Contactless is all about the consumer experience


Originally published on Total Payments.

It's always interesting to see how payment providers approach the consumer experience when they launch new products. My recent experience with a contactless payment product trial has reminded me that however smart the underlying technology, if the user experience is rubbish, it kills the product.

A major UK bank is running an iPhone based contactless payment trial using the iCarte NFC enabled case for the iPhone 4 and 4S and an app downloaded from the iOS App Store. Unfortunately the consumer experience is terrible - it requires a previous generation handset, design aesthetics of the handset are ruined by the clunky case, the handset cannot be charged using the Apple charger without removing the case, the handset has to be unlocked to launch the app and the app is very basic (even requiring merchant details to be added by hand). In reality the consumer experience is worse than using a simple contactless card. 

Presumably the intent was to let customers use their existing handset on the trial. However 'bending' a non NFC handset to do NFC payments in this manner defeats the whole object of creating a simple, frictionless, customer experience. The user feedback I've read has been mostly negative and not an endorsement of mobile handset contactless payments. I used the iCarte a few times out of professional interest and then stuck it in a drawer. If I was a regular consumer I'm not sure it would have got that far!

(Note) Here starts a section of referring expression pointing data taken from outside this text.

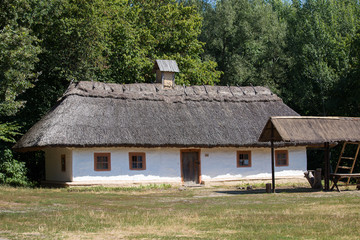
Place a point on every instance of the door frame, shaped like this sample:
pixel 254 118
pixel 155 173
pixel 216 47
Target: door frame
pixel 181 163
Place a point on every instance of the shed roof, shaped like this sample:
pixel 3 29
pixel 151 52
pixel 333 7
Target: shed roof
pixel 146 115
pixel 312 130
pixel 167 65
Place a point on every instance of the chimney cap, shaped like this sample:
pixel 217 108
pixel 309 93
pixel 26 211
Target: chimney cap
pixel 166 65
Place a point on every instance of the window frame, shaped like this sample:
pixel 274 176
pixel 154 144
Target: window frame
pixel 63 163
pixel 102 154
pixel 276 157
pixel 143 155
pixel 238 158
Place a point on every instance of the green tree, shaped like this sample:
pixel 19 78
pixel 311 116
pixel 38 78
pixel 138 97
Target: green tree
pixel 142 31
pixel 318 32
pixel 247 40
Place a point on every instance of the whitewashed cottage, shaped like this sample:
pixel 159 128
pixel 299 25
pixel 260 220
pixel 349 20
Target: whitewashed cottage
pixel 102 133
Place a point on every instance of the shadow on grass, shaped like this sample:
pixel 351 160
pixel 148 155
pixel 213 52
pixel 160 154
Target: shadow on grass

Contrast this experience with using the Starbucks iOS app via Passbook. Once setup with auto topup enabled, the payment experience is simple and fast. No need to unlock the handset when you're at one of your favourite Starbucks - just swipe from the home screen. Although limited to a single retailer, the user experience is brilliant and a great example of how contactless payments can be simple and frictionless and not just about NFC.

Mobile NFC will happen as more handsets support it but other forms of contactless payment will develop in parallel. The winners will be the products that embrace the consumer and enhance the payment experience.